France has cut its forecast for economic growth next year following a meeting between the president and senior finance ministers.
It now thinks the economy will grow by 2% next year, down from the previous forecast of 2.5%.
This year it will "meet or exceed" 1.4%, the government said.
President Nicolas Sarkozy asked ministers to interrupt their summer holidays to discuss how France is going to cut its deficit.
They met at his official retreat, Fort de Bregancon.
Afterwards, the president asserted that the reduction of the government deficit in 2011 from a record 8% to 6%, whatever the level of growth, was "a major objective" for the country.
Mr Sarkozy will need to find 100bn euros in savings if he is to slash the deficit from 8% of GDP to the EU limit of 3% by 2013.
Public expenditure would be reduced, the president said. He also repeated his pledge not to increase VAT, income tax or tax on companies.
But he said 10bn euros of tax breaks would be abolished in the autumn.
France's 1.4% forecast for this year's growth is in line with that of the International Monetary Fund (IMF). However, for next year the IMF thinks expects the French economy to grow by 1.6% - less than the government's forecast.

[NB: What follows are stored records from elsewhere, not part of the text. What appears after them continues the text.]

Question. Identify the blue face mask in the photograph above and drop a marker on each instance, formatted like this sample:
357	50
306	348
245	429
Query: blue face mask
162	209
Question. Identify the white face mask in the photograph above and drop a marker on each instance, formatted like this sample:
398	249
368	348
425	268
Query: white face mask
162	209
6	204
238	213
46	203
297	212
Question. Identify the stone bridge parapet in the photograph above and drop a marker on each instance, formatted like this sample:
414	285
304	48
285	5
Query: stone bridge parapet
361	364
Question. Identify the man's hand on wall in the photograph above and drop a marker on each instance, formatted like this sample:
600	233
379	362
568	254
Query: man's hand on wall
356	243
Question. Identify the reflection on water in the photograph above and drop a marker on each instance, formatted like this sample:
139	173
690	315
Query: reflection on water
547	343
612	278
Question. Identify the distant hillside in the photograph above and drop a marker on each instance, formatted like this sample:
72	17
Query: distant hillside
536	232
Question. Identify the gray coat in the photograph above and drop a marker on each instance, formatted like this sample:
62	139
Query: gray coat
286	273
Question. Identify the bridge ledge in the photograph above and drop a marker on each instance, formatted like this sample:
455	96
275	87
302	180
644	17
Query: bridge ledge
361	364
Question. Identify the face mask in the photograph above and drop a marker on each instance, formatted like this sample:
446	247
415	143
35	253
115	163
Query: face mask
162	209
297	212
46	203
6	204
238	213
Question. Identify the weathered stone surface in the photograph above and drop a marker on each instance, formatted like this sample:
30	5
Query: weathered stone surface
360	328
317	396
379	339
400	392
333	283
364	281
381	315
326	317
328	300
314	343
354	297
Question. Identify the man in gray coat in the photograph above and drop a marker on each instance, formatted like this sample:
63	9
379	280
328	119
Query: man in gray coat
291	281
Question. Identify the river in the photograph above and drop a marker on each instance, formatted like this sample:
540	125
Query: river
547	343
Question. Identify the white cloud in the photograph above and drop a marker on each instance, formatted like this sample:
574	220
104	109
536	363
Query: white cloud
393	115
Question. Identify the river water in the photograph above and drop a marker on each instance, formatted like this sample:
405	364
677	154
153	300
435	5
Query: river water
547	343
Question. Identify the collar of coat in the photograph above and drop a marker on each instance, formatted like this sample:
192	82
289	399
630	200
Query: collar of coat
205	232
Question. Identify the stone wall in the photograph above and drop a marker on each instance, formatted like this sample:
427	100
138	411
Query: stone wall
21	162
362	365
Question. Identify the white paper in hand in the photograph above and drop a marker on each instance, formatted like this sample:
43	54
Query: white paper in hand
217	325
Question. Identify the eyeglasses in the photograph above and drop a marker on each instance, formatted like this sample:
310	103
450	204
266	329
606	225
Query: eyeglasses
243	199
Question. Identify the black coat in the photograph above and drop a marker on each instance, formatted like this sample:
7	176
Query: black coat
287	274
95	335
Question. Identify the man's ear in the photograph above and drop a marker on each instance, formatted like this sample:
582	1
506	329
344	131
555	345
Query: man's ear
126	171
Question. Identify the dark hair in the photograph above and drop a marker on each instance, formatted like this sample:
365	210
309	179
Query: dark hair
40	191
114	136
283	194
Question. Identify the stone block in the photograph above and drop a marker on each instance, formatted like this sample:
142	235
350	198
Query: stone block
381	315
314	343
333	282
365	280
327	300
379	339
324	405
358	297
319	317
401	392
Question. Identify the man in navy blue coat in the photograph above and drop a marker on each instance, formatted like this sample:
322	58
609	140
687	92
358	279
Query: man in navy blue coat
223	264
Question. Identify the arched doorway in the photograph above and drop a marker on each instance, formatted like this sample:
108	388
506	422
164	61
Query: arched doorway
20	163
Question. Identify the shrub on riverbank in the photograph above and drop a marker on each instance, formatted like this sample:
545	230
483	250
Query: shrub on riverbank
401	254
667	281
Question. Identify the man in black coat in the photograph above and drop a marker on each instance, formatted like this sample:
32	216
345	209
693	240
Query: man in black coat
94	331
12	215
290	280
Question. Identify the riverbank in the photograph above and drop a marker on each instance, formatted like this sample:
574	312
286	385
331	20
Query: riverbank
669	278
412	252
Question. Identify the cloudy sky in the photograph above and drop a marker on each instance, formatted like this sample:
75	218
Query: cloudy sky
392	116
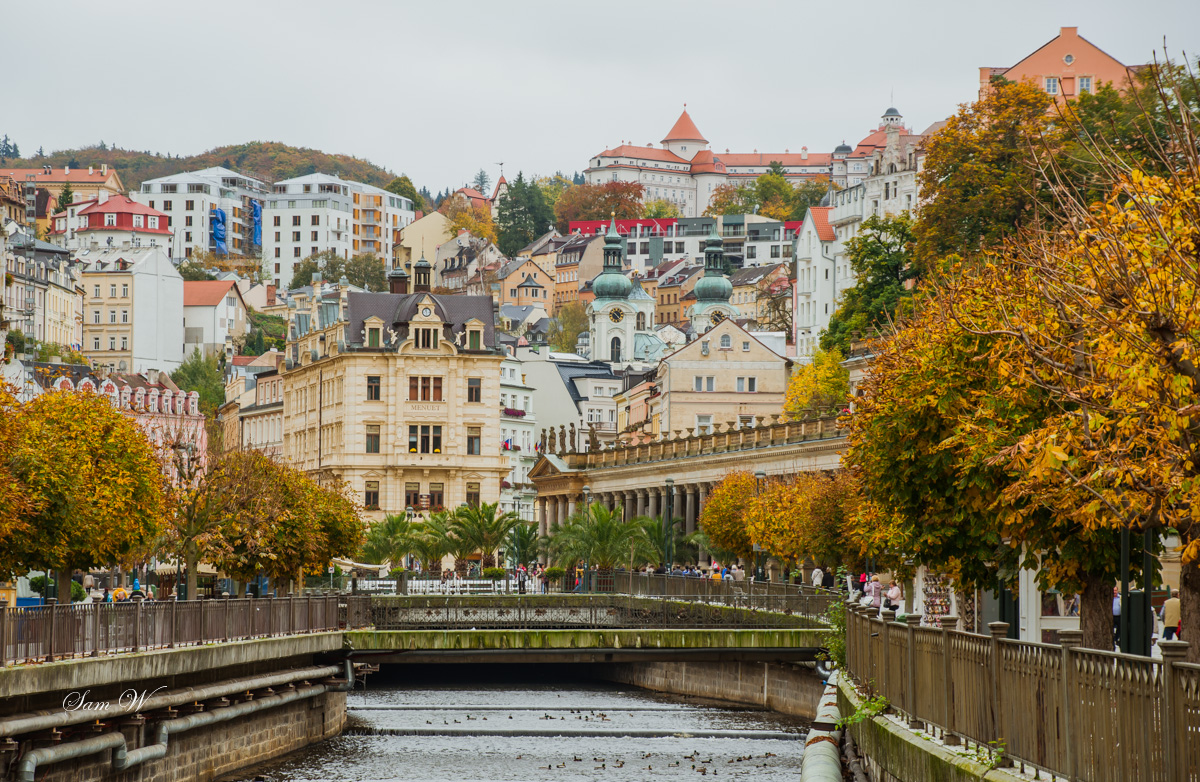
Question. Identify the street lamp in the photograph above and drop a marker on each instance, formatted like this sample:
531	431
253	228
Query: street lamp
669	527
759	575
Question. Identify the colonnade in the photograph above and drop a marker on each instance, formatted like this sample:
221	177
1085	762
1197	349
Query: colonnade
687	503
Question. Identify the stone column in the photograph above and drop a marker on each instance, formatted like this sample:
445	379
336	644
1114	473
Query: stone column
689	519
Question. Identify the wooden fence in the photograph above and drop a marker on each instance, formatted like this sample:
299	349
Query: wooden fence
91	629
1083	714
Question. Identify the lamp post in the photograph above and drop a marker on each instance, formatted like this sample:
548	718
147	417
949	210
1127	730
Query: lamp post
669	527
760	476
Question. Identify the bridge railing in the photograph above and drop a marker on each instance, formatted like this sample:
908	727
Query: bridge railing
93	629
1083	714
570	612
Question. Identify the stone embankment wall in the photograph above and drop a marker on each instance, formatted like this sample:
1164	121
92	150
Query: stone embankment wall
208	753
792	689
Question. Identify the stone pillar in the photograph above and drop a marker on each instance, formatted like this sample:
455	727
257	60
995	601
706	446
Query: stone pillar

Some economists agree and consider the new 2011 figure optimistic.
"I think it's still quite ambitious," said Deutsche Bank's Gilles Moec, who is forecasting growth for France of nearer 1% next year.
"The current environment is not consistent with such an acceleration in growth," he said.
"I think they were trying to strike a balance here. They wanted to acknowledge that the previous forecast was too optimistic without having to unveil new measures."